Coup de frein de l'investissement des ménages

Au niveau des investissements, les ménages ont ralenti leurs dépenses relatives à la construction et l'entretien des logements. « La diminution récente des ventes et de mises en chantier de logements suggère que ce ralentissement pourrait se poursuivre sur la majeure partie de l'année 2019. »

Chez les entreprises, si le rythme est plus élevé, la tendance est également à la baisse. Il devrait passer de 5,5% en 2017 à 3,2% en 2018, 2,7% en 2019 et 2,4% en 2020. Enfin l'investissement public devrait encore augmenter en 2020 à 2,8% contre 2,4% en 2018. En revanche, il devrait marquer le pas en 2020 à 1,4%.

Des mesures d'urgence favorables au pouvoir d'achat

Plusieurs facteurs expliquent cette relative bonne dynamique du pouvoir d'achat. À la suite de la crise des "Gilets jaunes", le président de la République avait annoncé un arsenal de dispositifs destinés à booster le porte-monnaie des Français le 10 décembre 2018. « Les mesures en faveur du pouvoir d'achat en décembre 2018 et d'autres mesures rentrent en compte à partir de 2020 comme la réindexation des pensions de retraites inférieures à 2.000 euros, la poursuite de la suppressions de la taxe d'habitation », a déclaré Olivier Garnier lors de la conférence de presse. « En revanche, la baisse d'impôt sur le revenu dont le principe a été annoncé par le gouvernement n'a pas été prise en compte en raison du manque de détails de ces mesures. »

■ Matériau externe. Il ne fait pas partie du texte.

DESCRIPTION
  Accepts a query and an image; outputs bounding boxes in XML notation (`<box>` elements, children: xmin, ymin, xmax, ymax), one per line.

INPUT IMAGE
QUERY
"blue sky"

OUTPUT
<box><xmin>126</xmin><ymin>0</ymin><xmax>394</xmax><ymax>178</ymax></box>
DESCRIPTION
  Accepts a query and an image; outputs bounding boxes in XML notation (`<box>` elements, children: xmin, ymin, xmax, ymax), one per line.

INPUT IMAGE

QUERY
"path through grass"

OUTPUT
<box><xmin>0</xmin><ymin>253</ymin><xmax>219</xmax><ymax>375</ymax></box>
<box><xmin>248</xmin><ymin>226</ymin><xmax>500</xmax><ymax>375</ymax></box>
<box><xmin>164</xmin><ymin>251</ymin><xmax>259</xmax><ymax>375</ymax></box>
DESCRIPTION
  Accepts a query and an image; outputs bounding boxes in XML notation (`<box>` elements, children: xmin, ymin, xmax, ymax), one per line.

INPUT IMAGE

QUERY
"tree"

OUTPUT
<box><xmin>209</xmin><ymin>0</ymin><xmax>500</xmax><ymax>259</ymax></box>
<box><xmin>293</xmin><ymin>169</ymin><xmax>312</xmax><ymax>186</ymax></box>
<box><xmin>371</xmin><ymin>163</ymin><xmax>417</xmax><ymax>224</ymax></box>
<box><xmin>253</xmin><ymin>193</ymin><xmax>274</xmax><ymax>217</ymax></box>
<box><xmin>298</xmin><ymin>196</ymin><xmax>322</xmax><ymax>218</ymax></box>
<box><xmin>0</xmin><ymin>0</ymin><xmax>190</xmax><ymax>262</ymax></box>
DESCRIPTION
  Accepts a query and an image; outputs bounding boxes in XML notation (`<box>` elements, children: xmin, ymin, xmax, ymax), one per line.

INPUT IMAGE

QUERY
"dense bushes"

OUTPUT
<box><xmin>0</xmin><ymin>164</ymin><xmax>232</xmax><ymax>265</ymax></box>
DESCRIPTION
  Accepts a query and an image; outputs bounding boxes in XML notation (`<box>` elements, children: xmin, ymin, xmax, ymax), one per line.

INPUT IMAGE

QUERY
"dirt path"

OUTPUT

L'autre raison de la bonne santé du pouvoir d'achat est le rythme modéré de l'inflation qui devrait fluctuer autour de 1,3%-1,4% à l'horizon 2020 et 2021. La baisse des prix du pétrole entre 2018 et 2019 et l'abandon de la taxe intérieure de consommation sur les produits énergétiques (TICPE) auraient des conséquences favorables sur l'inflation totale. « Actuellement, on est 10 euros plus bas qu'à la mi-mai », pour le baril de Brent.

Boom de l'épargne

Les Français semblent privilégier une épargne de précaution d'après les résultats présentés par l'organisme. « Quand vous obtenez du pouvoir d'achat, les ménages ne le consomment pas tout de suite. Ils ont épargné encore plus que ce que l'on escomptait. Sur le dernier trimestre 2018 et le premier trimestre 2019, la hausse du revenu brut a été de 8,5 milliards alors que la hausse de la consommation a été de 3,1 milliards. Près des deux tiers de ce supplément de pouvoir d'achat ont été épargnés alors que le taux d'épargne est déjà de 15% », précise Olivier Garnier.

« Pour l'instant, les forts gains de pouvoir d'achat ne se sont en effet répercutés que de façon très partielle dans les dépenses de ménages et le taux d'épargne a fortement augmenté », ajoute la banque de France.

L'épargne pourrait augmenter durablement en restant supérieur à 15% jusqu'en 2021.

Chômage en baisse

Au niveau du chômage, le taux au sens du bureau international du travail (BIT) pourrait encore diminuer passant de 9,4% en 2017 à 8,1% à la fin 2021 sur la France entière. Le ralentissement en douceur de la croissance, le niveau encore favorable des créations d'emplois et la baisse de la population active devraient permettre d'infléchir la courbe du chômage d'ici la fin du quinquennat d'Emmanuel Macron.

Lors de sa campagne, l'ancien ministre de l'Économie sous François Hollande avait promis d'atteindre un taux de chômage à 7%.

Un contexte international moins porteur

Les statisticiens de la banque de France ont révisé à la baisse leurs projections par rapport à mars en raison d'un contexte international moins favorable. « La demande mondiale adressée à la France est révisée à la baisse au delà de l'année 2019 qui s'explique par l'environnement extra-zone euro en particulier l'Asie émergente, la Chine, la Turquie et aussi au sein de la zone euro avec l'Italie et l'Allemagne qui sont sensiblement révisées en baisse et qui restent inférieures à la France », avance Olivier Garnier.

Pour l'instant, aucune perspective d'apaisement se profile à court terme. Le secrétaire américain au Commerce Wilbur Ross a indiqué ce mardi que les États-Unis et la Chine n'annonceraient pas de traité commercial lors du sommet du G20, fin juin au Japon alors que Donald Trump compte évoquer le sujet avec son homologue chinois Xi Jinping.